I am aware that not all types alias with each other in c. You cannot write to an address with an lvalue of one type, then read from it via an lvalue of another type.
My question is if same system applies to const and non-const objects.
Example:
char func(char *a, const char *b)
{
*a = '0';
return *b;//undefined behavior?
}
int main()
{
char a = 5;
return (int)func(&a, &a);
}
What matters is the so-called effective type of the original object, which most of the time is the declared type of the object, in this case char a;. And how you access that one by de-referencing a pointer to it, a so called "lvalue access". *b would be a "lvalue expression" since the result of the * operator is an "lvalue" (which basically means: an object allocated at an address).
C23 6.5.1 states:
An object shall have its stored value accessed only by an lvalue expression that has one of the following types:
- a type compatible with the effective type of the object,
- a qualified version of a type compatible with the effective type of the object,
...- a character type.
The above is often called the "strict aliasing rule". From that we can learn:
char* de-referenced is a type compatible with the effective type of the object (char in this case). So *a = 0 is fine.const char* de-referenced is a qualified version of that, const is a type qualifier. So *b is fine too.So yes, both pointers in your function alias, since one is the qualified version of the other. And besides they would also alias anyway, if at least one of them was a character pointer.
There is no undefined behavior in your code.
Does const char* alias with char*?
Your sample code aliases char with const char, not char * with const char *. That is, the a defined in main is defined with a type of char and is accessed in return *b; with a type of const char.
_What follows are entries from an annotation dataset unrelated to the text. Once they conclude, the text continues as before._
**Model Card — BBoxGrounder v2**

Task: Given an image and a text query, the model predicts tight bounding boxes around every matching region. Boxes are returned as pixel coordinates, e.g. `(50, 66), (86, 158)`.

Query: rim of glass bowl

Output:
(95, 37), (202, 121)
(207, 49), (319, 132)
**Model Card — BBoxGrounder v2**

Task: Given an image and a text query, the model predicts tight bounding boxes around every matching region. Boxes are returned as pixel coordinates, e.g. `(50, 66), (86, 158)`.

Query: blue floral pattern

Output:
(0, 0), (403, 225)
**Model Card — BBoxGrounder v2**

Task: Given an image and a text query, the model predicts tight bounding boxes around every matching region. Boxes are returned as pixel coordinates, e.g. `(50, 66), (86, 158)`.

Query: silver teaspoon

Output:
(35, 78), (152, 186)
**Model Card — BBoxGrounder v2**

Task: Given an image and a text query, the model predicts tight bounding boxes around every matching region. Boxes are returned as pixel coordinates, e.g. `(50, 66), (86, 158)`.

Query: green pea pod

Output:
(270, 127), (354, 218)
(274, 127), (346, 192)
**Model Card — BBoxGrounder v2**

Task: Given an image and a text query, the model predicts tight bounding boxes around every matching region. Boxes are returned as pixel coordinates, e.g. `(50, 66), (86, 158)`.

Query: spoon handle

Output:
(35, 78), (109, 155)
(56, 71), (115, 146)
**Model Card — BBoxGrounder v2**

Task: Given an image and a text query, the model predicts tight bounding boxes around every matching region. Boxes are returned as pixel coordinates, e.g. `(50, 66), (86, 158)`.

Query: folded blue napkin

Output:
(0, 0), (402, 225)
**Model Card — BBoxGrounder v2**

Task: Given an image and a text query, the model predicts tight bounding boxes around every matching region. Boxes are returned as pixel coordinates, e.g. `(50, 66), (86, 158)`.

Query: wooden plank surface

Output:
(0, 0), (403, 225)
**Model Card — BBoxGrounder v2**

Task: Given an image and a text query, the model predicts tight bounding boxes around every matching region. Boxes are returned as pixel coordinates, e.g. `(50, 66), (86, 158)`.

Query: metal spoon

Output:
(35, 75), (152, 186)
It is the actual type used to interpret the memory that is relevant, not the type of pointer used to calculate the location in memory.
Per the aliasing rules in C 2024 6.5, const char may access char for two reasons:
A qualified version of a type may alias the type.
Any character type (char, signed char, unsigned char, and qualified versions of them) may alias any object type.
If you had aliased an int using const int, that would be defined because for the first reason, but not the second.
If you had aliased a const int using int, that would not be defined, because int is neither a character type nor a qualified version of const int.